Application of hybrid catalysis-mediated multi-component coupling reactions for efficient construction of densely functionalized natural products

2021 Fiscal Year Final Research Report

• Project Area: Hybrid Catalysis for Enabling Molecular Synthesis on Demand
• Project/Area Number: 17H06452
• Research Category: Grant-in-Aid for Scientific Research on Innovative Areas (Research in a proposed research area)
• Allocation Type: Single-year Grants
• Review Section: Science and Engineering
• Research Institution: The University of Tokyo
• Principal Investigator: Inoue Masayuki 東京大学, 大学院薬学系研究科(薬学部), 教授 (70322998)
• Project Period (FY): 2017-06-30 – 2022-03-31
• Keywords: ハイブリッド触媒 / 触媒・化学プロセス / 合成化学 / 全合成 / 天然物

Outline of Final Research Achievements

We utilized multicomponent coupling reactions to assemble densely functionalized natural products. We developed hybrid catalysis-mediated cross-coupling, two- and three-component radical reactions, radical dimerization, photoredox-catalyzed radical cyclization, and two-component TiO2-mediated radical reactions to streamline the convergent syntheses of highly complex structures. These new strategies and tactics enabled us to minimize the functional group transformations, thereby simplifying the synthetic routes to the target structures. Consequently, we achieved the concise and efficient total syntheses of a diverse collection of densely functionalized natural products, including anticancer agent taxol.
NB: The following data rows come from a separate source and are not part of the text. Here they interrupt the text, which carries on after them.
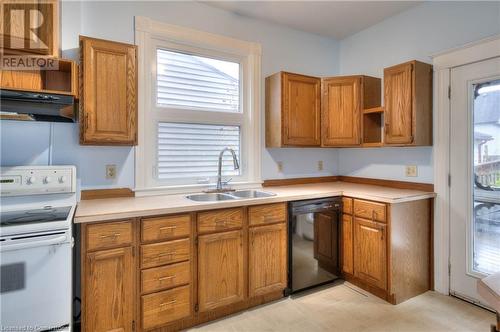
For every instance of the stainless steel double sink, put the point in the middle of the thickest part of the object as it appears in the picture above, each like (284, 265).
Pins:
(227, 196)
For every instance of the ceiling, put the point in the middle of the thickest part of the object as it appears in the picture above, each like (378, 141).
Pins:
(334, 19)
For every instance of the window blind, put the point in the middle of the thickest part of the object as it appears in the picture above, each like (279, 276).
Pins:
(192, 150)
(195, 82)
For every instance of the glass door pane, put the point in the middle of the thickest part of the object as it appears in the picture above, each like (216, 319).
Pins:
(486, 221)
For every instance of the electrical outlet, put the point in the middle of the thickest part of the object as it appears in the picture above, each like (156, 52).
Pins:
(110, 172)
(411, 170)
(280, 166)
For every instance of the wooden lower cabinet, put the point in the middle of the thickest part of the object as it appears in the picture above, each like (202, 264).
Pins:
(388, 254)
(347, 244)
(370, 252)
(267, 266)
(109, 292)
(164, 307)
(221, 270)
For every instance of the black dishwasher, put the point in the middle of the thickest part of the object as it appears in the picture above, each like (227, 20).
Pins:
(313, 247)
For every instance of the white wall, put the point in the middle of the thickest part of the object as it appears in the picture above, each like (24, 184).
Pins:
(414, 34)
(282, 49)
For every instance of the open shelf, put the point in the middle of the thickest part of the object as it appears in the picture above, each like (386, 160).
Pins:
(63, 81)
(373, 127)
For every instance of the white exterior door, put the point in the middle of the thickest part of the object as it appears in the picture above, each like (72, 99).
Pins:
(475, 176)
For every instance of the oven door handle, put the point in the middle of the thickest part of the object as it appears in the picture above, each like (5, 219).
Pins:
(34, 243)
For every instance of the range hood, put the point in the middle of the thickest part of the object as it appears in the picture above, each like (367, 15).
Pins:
(34, 106)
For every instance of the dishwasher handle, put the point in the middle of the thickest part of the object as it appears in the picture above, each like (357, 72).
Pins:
(53, 239)
(316, 207)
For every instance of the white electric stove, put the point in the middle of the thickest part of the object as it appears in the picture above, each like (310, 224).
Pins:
(37, 204)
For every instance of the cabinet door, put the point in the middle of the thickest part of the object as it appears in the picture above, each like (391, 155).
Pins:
(301, 110)
(221, 277)
(370, 255)
(109, 290)
(108, 103)
(398, 100)
(347, 244)
(341, 111)
(267, 259)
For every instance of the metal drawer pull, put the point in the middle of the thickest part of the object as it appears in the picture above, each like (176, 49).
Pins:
(166, 254)
(170, 228)
(167, 303)
(110, 236)
(166, 278)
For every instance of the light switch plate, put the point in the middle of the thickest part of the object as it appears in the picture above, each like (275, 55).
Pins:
(279, 164)
(110, 172)
(411, 170)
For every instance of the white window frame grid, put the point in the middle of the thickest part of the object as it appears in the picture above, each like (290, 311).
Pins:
(150, 36)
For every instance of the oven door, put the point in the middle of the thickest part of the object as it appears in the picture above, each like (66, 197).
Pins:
(35, 290)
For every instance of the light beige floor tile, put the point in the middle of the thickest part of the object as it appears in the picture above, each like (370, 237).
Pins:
(344, 307)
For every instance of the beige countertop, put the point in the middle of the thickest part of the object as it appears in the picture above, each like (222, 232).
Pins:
(129, 207)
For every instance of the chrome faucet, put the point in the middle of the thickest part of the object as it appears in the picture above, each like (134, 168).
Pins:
(219, 169)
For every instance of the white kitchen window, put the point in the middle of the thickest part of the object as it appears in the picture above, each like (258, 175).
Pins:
(198, 94)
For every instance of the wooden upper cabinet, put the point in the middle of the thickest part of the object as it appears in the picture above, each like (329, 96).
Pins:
(108, 102)
(221, 272)
(109, 290)
(267, 266)
(408, 104)
(17, 35)
(293, 107)
(370, 252)
(343, 100)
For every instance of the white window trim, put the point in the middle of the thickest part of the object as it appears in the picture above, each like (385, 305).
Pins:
(148, 33)
(443, 62)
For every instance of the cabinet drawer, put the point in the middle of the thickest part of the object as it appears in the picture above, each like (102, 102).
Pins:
(165, 307)
(165, 228)
(160, 278)
(266, 214)
(165, 253)
(220, 220)
(347, 205)
(109, 235)
(369, 210)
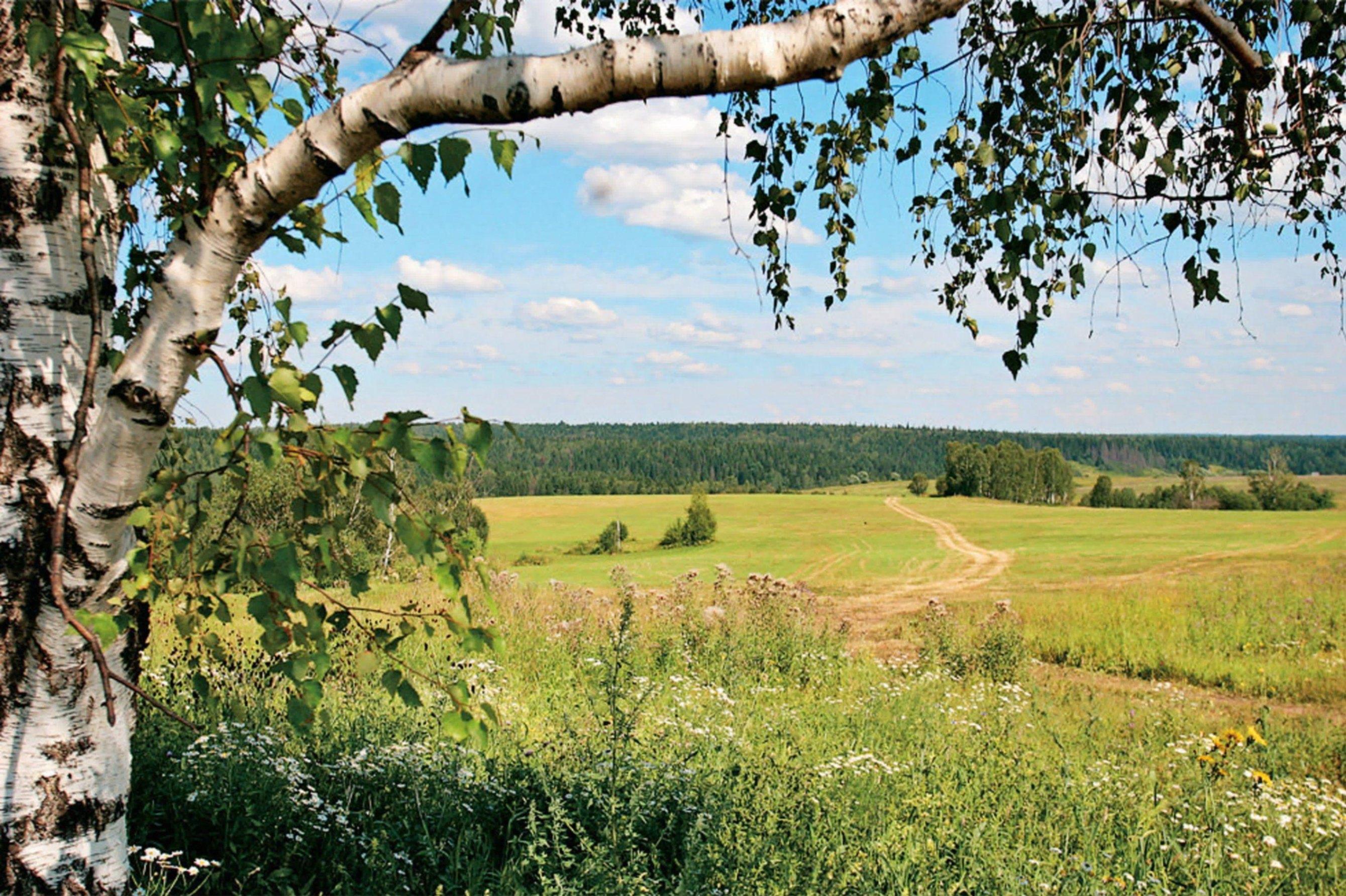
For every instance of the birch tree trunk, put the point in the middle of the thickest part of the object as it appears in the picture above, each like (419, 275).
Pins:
(66, 768)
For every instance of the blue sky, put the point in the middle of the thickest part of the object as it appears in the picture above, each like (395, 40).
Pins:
(599, 284)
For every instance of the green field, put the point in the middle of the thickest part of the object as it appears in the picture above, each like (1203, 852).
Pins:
(665, 735)
(834, 544)
(854, 544)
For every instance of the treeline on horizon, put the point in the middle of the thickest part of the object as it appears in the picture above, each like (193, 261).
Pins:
(559, 459)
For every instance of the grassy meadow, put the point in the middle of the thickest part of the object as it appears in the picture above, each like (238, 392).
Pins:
(1161, 710)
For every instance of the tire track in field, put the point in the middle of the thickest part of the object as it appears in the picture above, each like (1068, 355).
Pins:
(875, 611)
(984, 564)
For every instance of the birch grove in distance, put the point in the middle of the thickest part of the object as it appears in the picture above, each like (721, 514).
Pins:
(150, 150)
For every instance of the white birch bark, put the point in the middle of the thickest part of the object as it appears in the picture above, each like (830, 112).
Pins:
(66, 771)
(62, 818)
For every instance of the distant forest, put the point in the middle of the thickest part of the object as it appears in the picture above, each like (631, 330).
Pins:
(551, 459)
(564, 459)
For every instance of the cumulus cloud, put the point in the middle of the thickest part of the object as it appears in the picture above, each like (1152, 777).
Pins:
(681, 362)
(566, 311)
(667, 130)
(434, 276)
(692, 334)
(687, 198)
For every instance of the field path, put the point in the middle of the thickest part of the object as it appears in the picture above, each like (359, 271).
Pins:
(871, 615)
(984, 566)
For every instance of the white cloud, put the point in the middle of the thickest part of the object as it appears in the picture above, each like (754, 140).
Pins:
(435, 276)
(688, 198)
(303, 284)
(681, 362)
(564, 311)
(667, 357)
(698, 335)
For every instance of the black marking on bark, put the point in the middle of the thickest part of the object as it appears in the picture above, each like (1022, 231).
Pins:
(62, 751)
(27, 387)
(138, 638)
(328, 167)
(147, 407)
(108, 512)
(13, 202)
(197, 344)
(50, 199)
(385, 130)
(519, 101)
(60, 817)
(77, 300)
(21, 566)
Since synthetic organic chemistry is a key science and technology for the development of new pharmaceuticals, the achievements of this project will have a significant impact on chemistry, biology, and pharmaceutical sciences.

Free Research Field

天然物合成化学、生物有機化学

Academic Significance and Societal Importance of the Research Achievements

官能基密集型天然物の効率的全合成を可能にする、数多くの新反応・新戦略を開発した。開発した収束的合成戦略は複雑な分子構造を1工程で構築できるため、新しい逆合成解析を可能とし、官能基密集型天然物の迅速な全合成に寄与し、分子の形状を自由自在に操ることができる有機合成化学を進歩させる。有機合成化学は、革新的な医薬品創出のための基幹科学技術であるため、本成果は薬学・医学・生物学などの広範な科学技術・公衆衛生分野に大きな影響を与える。